— Возможно, если бы его жизнь изначально сложилась иначе, он сегодня умел бы правильно распорядиться своими силами и свободой. Занялся бы каким-то интересным плодотворным делом. Если бы оставался полноценной личностью. («Между прочим, в этом случае он абсолютно не нуждался бы в вас», — думаю я.) Но это как пружина. До определенного предела пружинит и возвращается в изначальное положение, а если слишком растянуть — превысить предел усталости, — теряет упругость и перестает быть пружиной. Поймите, не может он сегодня начать нормальное существование. Он сломлен, не приспособлен. На все смотрит сквозь кривую и потрескавшуюся линзу прежнего опыта. Не в состоянии заняться никаким полезным трудом, ни в коем случае не готов стать частицей этого общества. Вы пытались совершить невозможное. Все, хватит — перестаньте опекать и спасать его. Предоставьте его его судьбе.
— Я не думала, что вы так циничны и жестоки. — Голос ее дрожит. — И даже если то, что вы говорите… если вы все видите правильно… все равно, всегда есть место чуду. — Она поднимается со скамейки и покидает меня.
Вот так — встала и ушла. Завлекла в пустой, прокисший от сырости сквер и покинула. Унесла с собой свое отчаяние и оставила сидеть тут и созерцать грязную лужу и размокшую дорожку. «Циничны и жестоки»… Возможно. Со стороны виднее. Не исключено, что она права. Не исключено, что она лучше и добрее меня. Но все, хватит — я не желаю больше заниматься проблемой Пятиведерникова! Имею полное право не желать и не заниматься.
«А на ту пору дождь, слякоть, тоска была страшная. Я было уж воротиться хотел»… Да, пора воротиться. Воротиться к своему очагу, к своим кастрюлям — котлам, горшкам — и позабыть о них обоих. Надо же — сколько людей проживает в этом городе, в этих симпатичных особнячках, выкрашенных в серый, бурый и малиновый цвет — излюбленная местная палитра, — в этих рентабельно распланированных удобных квартирках, а утешить Паулину некому. Местному обывателю не до российских трагедий…
Звоночек на велосипедном руле поблескивает, вспыхивает, сверкает, мерцает острыми неоновыми бликами. Откуда они берутся, эти блики? Солнца нет и в помине — все небо затянуто пухлыми низкими тучами. Отсвечивают фары проезжающих по шоссе автомобилей? На таком расстоянии?..

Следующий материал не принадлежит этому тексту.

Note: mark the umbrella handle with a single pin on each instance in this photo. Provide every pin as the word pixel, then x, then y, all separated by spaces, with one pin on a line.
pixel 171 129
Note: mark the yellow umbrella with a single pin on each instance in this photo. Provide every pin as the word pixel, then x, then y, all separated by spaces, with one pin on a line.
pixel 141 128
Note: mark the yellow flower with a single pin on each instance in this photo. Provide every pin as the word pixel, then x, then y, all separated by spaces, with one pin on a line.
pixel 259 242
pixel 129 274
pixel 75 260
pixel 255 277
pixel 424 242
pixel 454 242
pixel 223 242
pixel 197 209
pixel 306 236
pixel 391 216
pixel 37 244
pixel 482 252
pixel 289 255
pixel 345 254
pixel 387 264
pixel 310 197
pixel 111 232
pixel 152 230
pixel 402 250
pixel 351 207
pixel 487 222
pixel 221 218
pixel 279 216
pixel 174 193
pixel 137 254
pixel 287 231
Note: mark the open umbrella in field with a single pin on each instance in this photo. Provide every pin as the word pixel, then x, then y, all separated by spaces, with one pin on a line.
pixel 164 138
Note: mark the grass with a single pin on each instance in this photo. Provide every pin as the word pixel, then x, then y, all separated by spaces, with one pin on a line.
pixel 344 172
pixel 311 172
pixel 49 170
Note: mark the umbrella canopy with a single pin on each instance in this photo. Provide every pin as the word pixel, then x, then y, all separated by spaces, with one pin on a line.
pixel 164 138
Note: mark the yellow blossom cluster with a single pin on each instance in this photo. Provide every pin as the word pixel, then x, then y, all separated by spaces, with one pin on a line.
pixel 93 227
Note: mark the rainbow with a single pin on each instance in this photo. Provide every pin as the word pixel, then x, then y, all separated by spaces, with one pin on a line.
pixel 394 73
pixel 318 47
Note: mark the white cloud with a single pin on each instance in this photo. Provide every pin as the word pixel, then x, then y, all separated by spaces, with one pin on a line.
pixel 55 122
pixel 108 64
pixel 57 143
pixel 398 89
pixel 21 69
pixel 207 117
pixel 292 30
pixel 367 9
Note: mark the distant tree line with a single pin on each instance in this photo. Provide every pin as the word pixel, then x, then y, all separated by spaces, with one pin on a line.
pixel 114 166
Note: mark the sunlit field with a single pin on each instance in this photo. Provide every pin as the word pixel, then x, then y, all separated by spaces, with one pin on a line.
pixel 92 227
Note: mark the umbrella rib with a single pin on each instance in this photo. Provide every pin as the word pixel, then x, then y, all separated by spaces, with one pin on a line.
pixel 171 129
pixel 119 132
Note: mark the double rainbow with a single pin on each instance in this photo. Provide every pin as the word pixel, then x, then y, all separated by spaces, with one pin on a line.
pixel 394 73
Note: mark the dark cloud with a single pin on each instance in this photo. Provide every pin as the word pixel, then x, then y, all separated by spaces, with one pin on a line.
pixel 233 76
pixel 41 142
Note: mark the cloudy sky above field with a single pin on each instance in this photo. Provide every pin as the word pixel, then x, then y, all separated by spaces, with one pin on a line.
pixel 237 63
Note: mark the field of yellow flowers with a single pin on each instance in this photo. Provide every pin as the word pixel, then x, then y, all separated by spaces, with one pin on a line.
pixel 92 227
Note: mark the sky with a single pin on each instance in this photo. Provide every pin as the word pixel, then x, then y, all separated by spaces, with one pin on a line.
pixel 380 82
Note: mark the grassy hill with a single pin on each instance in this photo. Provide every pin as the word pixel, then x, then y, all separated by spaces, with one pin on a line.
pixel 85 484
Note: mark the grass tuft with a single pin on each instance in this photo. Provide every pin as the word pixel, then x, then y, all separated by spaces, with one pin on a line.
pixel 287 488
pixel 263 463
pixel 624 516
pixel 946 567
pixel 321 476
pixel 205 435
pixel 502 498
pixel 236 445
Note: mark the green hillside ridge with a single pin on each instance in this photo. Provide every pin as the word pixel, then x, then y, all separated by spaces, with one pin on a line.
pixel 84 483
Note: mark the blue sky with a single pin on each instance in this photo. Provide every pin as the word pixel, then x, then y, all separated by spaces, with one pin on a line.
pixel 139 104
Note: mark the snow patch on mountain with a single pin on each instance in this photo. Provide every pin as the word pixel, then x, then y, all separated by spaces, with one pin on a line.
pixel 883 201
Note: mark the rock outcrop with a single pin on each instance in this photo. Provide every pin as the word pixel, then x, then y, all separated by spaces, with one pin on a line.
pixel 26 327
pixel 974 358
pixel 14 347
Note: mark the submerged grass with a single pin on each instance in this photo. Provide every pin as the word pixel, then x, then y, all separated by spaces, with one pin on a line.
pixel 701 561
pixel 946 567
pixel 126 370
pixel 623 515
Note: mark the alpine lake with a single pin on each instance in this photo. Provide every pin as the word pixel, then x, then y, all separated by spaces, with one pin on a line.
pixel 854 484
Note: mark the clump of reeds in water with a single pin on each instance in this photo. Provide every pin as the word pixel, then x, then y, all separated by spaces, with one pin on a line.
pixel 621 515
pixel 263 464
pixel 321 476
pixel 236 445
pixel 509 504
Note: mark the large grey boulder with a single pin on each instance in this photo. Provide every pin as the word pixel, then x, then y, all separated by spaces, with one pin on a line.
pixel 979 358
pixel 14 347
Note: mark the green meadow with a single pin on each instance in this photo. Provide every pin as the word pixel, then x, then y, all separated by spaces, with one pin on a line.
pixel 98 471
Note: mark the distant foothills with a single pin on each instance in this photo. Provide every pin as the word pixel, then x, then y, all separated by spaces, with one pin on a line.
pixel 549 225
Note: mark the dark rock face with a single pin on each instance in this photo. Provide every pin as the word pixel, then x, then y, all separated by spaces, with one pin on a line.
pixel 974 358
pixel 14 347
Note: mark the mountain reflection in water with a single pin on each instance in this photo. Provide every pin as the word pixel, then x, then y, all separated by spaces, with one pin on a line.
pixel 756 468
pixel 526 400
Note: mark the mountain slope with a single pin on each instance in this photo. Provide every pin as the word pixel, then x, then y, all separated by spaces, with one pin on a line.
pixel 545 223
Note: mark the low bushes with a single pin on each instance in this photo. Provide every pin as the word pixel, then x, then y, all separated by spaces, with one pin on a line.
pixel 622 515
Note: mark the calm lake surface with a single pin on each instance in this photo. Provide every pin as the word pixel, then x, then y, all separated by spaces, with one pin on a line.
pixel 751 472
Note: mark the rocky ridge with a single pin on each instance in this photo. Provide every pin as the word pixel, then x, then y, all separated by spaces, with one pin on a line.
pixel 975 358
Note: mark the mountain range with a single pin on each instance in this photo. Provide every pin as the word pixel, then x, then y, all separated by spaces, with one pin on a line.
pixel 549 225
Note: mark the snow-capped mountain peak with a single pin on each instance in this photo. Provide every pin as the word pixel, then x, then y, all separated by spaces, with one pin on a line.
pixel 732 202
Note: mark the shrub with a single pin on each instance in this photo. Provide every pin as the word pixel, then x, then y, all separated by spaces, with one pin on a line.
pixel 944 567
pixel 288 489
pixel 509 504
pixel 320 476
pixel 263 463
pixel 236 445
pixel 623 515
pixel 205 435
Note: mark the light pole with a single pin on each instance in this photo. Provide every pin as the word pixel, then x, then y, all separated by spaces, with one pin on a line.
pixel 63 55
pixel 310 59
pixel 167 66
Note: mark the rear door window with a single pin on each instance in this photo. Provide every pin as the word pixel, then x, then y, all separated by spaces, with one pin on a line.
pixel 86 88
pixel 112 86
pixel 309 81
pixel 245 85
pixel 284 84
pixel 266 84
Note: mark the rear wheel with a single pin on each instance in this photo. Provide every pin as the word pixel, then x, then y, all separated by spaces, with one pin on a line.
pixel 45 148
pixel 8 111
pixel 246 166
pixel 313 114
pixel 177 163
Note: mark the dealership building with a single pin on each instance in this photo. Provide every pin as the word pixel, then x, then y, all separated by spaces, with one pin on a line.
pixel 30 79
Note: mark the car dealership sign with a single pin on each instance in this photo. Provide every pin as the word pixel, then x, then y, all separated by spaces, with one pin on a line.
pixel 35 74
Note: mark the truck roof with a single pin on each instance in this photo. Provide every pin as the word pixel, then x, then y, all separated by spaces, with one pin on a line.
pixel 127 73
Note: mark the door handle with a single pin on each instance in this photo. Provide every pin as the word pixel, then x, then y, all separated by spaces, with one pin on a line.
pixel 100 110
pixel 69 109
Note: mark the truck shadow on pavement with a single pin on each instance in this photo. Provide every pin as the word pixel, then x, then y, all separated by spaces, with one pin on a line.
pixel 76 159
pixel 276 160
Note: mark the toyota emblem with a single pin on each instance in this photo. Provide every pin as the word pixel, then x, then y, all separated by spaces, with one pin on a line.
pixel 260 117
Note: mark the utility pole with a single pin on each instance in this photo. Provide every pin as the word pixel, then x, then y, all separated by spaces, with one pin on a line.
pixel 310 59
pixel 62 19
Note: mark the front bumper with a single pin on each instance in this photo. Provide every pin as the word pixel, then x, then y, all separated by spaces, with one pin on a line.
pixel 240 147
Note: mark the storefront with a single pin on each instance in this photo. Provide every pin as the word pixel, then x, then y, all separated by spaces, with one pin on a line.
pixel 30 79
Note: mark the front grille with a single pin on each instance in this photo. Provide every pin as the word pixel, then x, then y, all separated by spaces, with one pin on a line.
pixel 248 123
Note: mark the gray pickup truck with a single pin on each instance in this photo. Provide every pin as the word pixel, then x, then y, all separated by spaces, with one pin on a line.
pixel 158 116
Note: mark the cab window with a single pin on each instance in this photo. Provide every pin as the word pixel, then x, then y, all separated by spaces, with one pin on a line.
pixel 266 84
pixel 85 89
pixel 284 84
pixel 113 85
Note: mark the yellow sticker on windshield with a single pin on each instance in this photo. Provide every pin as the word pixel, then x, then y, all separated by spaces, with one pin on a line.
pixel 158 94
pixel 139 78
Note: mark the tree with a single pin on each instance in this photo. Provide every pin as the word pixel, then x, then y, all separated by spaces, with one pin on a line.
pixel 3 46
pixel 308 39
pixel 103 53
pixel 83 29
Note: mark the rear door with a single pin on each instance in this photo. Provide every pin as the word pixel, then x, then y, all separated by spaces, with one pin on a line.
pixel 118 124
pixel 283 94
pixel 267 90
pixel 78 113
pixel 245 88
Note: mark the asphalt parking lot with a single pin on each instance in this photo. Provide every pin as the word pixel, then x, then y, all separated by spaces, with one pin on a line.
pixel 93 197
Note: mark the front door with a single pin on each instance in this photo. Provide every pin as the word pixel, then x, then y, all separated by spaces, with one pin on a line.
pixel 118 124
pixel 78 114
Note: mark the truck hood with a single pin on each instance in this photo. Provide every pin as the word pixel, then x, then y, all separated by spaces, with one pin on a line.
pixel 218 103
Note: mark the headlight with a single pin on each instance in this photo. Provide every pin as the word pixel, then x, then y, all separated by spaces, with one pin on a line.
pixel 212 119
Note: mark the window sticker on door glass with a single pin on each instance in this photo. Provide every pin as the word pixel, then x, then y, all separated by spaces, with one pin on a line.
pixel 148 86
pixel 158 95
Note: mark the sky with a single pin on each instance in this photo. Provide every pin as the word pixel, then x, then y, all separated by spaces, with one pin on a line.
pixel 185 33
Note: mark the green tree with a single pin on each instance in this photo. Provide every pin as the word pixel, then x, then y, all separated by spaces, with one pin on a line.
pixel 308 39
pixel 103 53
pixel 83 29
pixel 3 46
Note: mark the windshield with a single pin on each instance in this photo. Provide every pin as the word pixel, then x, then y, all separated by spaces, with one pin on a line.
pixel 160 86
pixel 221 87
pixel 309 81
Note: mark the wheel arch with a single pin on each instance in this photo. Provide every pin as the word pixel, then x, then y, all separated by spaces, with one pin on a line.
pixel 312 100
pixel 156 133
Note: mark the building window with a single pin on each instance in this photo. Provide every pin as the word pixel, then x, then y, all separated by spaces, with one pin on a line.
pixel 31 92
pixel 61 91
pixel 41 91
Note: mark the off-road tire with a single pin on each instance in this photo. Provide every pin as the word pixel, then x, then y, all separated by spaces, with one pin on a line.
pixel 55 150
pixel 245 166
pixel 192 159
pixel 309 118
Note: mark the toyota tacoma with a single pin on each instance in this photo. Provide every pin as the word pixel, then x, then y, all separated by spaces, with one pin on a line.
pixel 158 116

Вернувшись домой, я обнаруживаю в почтовом ящике свое письмо, с месяц назад отправленное наконец Любе. Крупный лиловый штамп поперек конверта: «Адресат выбыл». Как — выбыл?.. Куда выбыл? Когда, почему?! Это я виновата — что я натворила! Разве можно было так долго тянуть? Ничто, ничто не прибавляет ума! Ни прожитые годы, ни многие опыты… Вероятно, что-то было там — в том ее письме, которое я умудрилась потерять. Что за чушь! Выбыл… Как это может быть? Нет, нет… Спокойствие. Никаких трагических предположений. Позвоню ей. Подумаешь — делов! Вот сейчас же прямо возьму и позвоню.